# 15" rims in 205/45/R15



## b13pnoysentra (Mar 30, 2005)

What color rims would go best with a burgundy red B13 classic Sentra? Currenty, I have 14" silver ones. I'm thinking of switching to gunmetal, but some don't like the idea. What would you guys recommend. Oh, and about the tires, I wanted 45 cuz of lower profile. I hope this doesn't affect the handling at all.


----------



## ga16freak (Dec 31, 2004)

b13pnoysentra said:


> What color rims would go best with a burgundy red B13 classic Sentra? Currenty, I have 14" silver ones. I'm thinking of switching to gunmetal, but some don't like the idea. What would you guys recommend. Oh, and about the tires, I wanted 45 cuz of lower profile. I hope this doesn't affect the handling at all.

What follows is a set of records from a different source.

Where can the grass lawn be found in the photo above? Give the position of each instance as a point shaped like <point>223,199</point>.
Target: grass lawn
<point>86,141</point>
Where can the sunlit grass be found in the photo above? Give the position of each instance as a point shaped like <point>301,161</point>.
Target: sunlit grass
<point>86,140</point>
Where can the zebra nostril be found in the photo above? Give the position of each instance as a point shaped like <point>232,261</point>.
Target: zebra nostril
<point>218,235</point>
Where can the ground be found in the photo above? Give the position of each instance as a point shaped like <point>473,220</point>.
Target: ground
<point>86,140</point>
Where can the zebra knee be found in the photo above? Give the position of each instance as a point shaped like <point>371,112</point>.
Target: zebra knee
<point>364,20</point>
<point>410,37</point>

Just my opinion but a 15" rim with a low profile tire is going to leave a lot of gap. Maybe get a 16" or a bigger tire?


----------



## thestunts200sx (Jul 11, 2005)

i agree with ga16freak....theres gonna be aloot of gap, even if you lower it....

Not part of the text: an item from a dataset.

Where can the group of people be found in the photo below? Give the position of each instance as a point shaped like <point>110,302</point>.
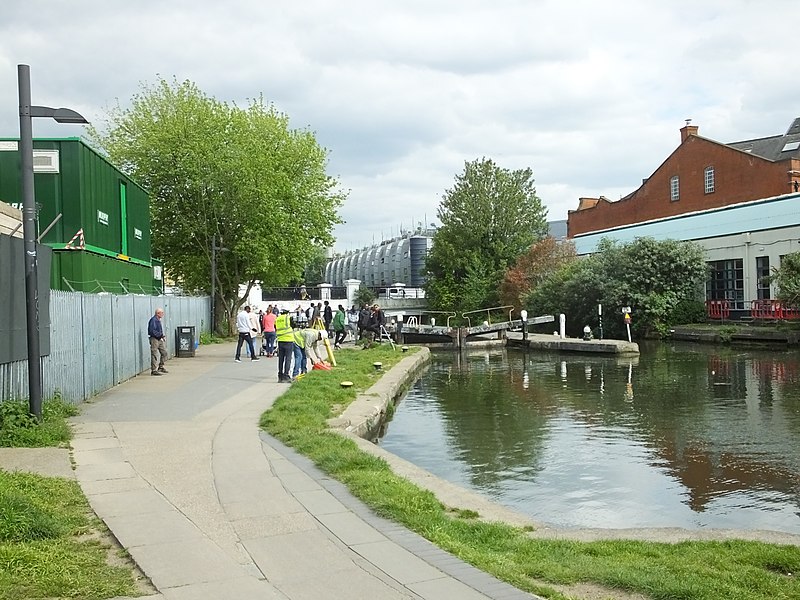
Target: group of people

Personally, if you were going with 15's id get as thick a tire you can fit in there...first off, itd look better, but more importantly...youd have a longer tire life and get the most out of your money in the tires.....or get 16's and as much tire without rubbing.....and if your stuck on low pros, go with 17's and 205/40/17's will work just fine, is what i have on my car.....tires only rated for 60,000 or so....and you feel more....so id go with 16's most likely....



Also.....depending on what your style is and what else your gonna do with the car...i'd go with gunmetal...carbon graphite / anthracite looking rims.....or a nice polished black.....chrome is out played in my opinion.....but thats me.

Good luck with that..


----------



## b14sleeper (Dec 31, 2004)

i would go with 15's with a 50's tire. it is the best looking combo you can buy. also about the color... i would go with either silver as you currently are running, or how about a gold or bronze?


----------



## simefly (Nov 30, 2005)

I would go with Gold/Titanium... Or if you want it to look slightly playful: then you should try pearl white instead.

If you are all out for that fierce look. Matt BLACK is the game.


----------



## RBI*04 (Sep 10, 2004)

my 205/50/15 tires rub a little bit on my 91


----------



## 1CLNB14 (Apr 30, 2002)

bronze!!!!!!


----------



## Quepias (Jul 25, 2002)

I would say go for the B14 SE-R rims, 205/50/15. Bronze, gunmetal or maybe polished if you can find one.

Eric


----------



## b13pnoysentra (Mar 30, 2005)

Thanks for the suggestions. I'm planning to get 15" gunmetal rims with 205/50/R15 tires. I checked SE-R.net and it shows these tires do 71 mph on @ 70 on the speedometer. The 195/50/15 do 69 @ 70 on the speedo and the 205/45/15 do 68 @ 70. I want the handling from the width, the extra speed due to diameter, and to lessen the fender gap.


----------



## b14sleeper (Dec 31, 2004)

i plan to run a 205/50/15 tire with my racing hart cp-035s... they shouldnt rub, but i only plan to lower my car about 1.4 inches


----------